A cura del Prof. Antonio Virgili Presidente della Commissione cultura LIDU Onlus

papa-francesco-piccolaRoma, 20 febbraio – Ancora una volta l’attuale Papa Francesco sembra mostrarsi più coerente e forse più profondamente cristiano di almeno una parte delle gerarchie della Chiesa Cattolica. La sua espressione “Non mi immischio nella politica italiana[1] non da adito ad interpretazioni diverse od alternative, è chiara e semplice.  Così come dovrebbe essere chiaro che l’ingerenza reciproca tra un apparato statale ed una qualsiasi religione non giova a nessuno tranne a coloro che vogliono abusare della seconda per gestire meglio il proprio potere.

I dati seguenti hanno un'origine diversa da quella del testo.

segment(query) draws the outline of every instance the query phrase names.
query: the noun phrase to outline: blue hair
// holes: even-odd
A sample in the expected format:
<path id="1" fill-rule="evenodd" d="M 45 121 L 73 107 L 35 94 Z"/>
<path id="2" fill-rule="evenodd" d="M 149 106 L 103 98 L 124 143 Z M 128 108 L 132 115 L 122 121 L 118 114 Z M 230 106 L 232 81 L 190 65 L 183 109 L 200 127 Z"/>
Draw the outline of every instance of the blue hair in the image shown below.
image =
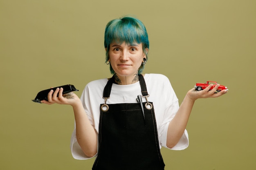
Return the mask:
<path id="1" fill-rule="evenodd" d="M 120 19 L 110 21 L 105 29 L 104 45 L 106 50 L 105 62 L 109 60 L 109 49 L 110 44 L 113 42 L 120 43 L 123 42 L 129 44 L 134 42 L 142 43 L 142 49 L 146 55 L 146 61 L 148 60 L 148 54 L 146 49 L 149 49 L 148 36 L 145 26 L 137 18 L 126 16 Z M 111 74 L 115 73 L 115 71 L 110 64 Z M 144 69 L 144 65 L 141 64 L 139 68 L 138 74 L 141 74 Z"/>

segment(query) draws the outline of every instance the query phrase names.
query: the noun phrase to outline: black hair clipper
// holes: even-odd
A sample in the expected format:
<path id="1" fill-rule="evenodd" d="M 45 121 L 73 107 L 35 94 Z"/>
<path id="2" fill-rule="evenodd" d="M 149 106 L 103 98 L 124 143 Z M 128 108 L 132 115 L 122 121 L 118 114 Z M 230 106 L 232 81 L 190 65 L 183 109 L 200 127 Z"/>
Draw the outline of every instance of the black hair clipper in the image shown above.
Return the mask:
<path id="1" fill-rule="evenodd" d="M 48 93 L 51 91 L 51 90 L 53 90 L 54 91 L 55 91 L 56 89 L 58 87 L 60 88 L 61 87 L 63 88 L 63 95 L 71 92 L 72 91 L 78 91 L 78 90 L 76 89 L 74 85 L 72 84 L 67 84 L 41 91 L 37 93 L 37 95 L 36 95 L 36 97 L 35 99 L 32 100 L 32 101 L 36 103 L 41 103 L 41 100 L 45 100 L 48 101 Z"/>

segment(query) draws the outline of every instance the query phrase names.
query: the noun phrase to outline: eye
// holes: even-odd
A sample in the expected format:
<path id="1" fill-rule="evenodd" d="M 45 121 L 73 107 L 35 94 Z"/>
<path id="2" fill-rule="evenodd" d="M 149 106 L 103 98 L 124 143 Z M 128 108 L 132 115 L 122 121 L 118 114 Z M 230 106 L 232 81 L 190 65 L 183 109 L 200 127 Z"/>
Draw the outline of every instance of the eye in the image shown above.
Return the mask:
<path id="1" fill-rule="evenodd" d="M 135 49 L 135 48 L 132 48 L 131 49 L 131 51 L 135 51 L 136 50 L 136 49 Z"/>

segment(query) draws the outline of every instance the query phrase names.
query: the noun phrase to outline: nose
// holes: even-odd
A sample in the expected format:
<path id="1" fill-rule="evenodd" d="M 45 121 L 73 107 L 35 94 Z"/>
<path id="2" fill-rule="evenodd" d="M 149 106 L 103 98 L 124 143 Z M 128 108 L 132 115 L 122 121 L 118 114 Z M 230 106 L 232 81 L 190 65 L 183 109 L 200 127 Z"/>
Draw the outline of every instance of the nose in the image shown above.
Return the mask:
<path id="1" fill-rule="evenodd" d="M 120 54 L 120 60 L 121 61 L 127 61 L 128 58 L 129 54 L 126 50 L 123 50 Z"/>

L’approccio laico che propone una separazione netta tra le due sfere è stato spesso criticato ed attaccato con l’abusata espressione di “anticlericale”, talora dando ad intendere che un anticlericale sia un feroce ateo contrario ad ogni principio religioso e morale. Ore sarebbe coerente utilizzare la stessa espressione anche per l’affermazione papale, in particolare per la parte dei destinatari appartenenti al clero che ritiene non solo di poter ma addirittura di dover intervenire e dettare regole nella vita civile. E’ quindi evidente che anche un Papa potrebbe essere accusato di essere “anticlericale” quando  dissente da un certo modo di gestire il potere e la comunicazione da parte del clero. Esprimere e sostenere i propri valori è un diritto che va riconosciuto a tutti i credenti, così come ai non credenti.  Lanciare messaggi “politici” o “direttive” a partiti, politici od amministratori è cosa ben diversa. Altre le parole che andrebbero usate invece per quei destinatari del messaggio papale che non appartenendo alla Chiesa ma dichiarandosi cristiani, cercano di usare la religione (una qualsiasi religione) per farsene sponda, per attirare voti, appoggi, favori, notorietà, per manipolare i credenti. Pensiamo che le parole sarebbero decisamente più dure. Anche questi aspetti linguistici riguardano la cultura dei diritti e dei doveri, ed un loro coerente uso contribuirebbe ad evitare inutili polemiche e forzature manipolatorie, garantendo maggiore rispetto reciproco.

[1] Espressione usata nell’intervista del 18 febbraio 2016 e diffusa anche dai canali radiotelevisivi.